Bad task descriptions:
- ❌ "Click button" (too vague, use
browser) - ❌ "Extract prices" (use
js_codeinstead) - ❌ "Step 1: navigate, Step 2: click..." (let agent figure it out)
Working with Existing Tabs
🎯 Important: tab_id Selection
When user refers to their already-opened pages (e.g., "the current page", "from my open tabs", "the second tab"):
- FIRST call
get_browser_stateto get all open tabs and their IDs- THEN use the correct
tab_idfrom the response- NEVER use
tab_id: nullor omit it - that creates a NEW tabKey distinction:
tab_id: "existing_id"→ Work on user's existing tabtab_id: nullor omitted → Create a brand new tab
Parallel Execution
Provide multiple tasks to run agents in parallel. Each task needs a unique tab_id for parallel execution.
Best Practices
| Practice | Why |
|---|---|
| Describe goal, not steps | Agent figures out navigation |
| Use parallel for independent tasks | Much faster |
| One task per agent | Clear responsibilities |
| Unique tab_id per task | Required for parallel execution |
Common Mistakes
| Mistake | Fix |
|---|---|
| Over-specifying steps | Describe goal, let agent figure it out |
| Using for single click | Use browser instead |
| Using for simple extraction | Use js_code or crawl instead |
| Duplicate tab_id in parallel | Each agent needs unique tab_id |
Fallback Strategy
🔄 When browser-use Fails or Needs Manual Control
If
execute_browser_use_agentfails, gets stuck, or you need more precise control:Seamlessly fallback to manual
browseroperations:
get_browser_state- Inspect current page state and available elementsbrowser.{action}- Perform specific action (click, input, navigate, etc.)get_browser_state- Verify result and determine next action- Repeat this cycle until task completes
This is the recommended recovery pattern - browser-use and browser are complementary tools.

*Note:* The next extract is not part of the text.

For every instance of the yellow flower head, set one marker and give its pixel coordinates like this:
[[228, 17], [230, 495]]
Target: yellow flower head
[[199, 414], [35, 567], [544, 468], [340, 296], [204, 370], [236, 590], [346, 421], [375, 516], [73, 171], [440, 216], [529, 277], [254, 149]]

Choosing the Right Approach
| Approach | Best For | Characteristics |
|---|---|---|
| browser-use | Complex, long tasks | Task-oriented, autonomous, describe goal + output |
| browser | Precise control needed | Step-by-step, explicit actions, full control |
| Hybrid | Best of both | Start with browser-use, fallback to browser if needed |
Principle: Choose based on task complexity and control needs, not step count. Both can handle multi-step workflows and form filling.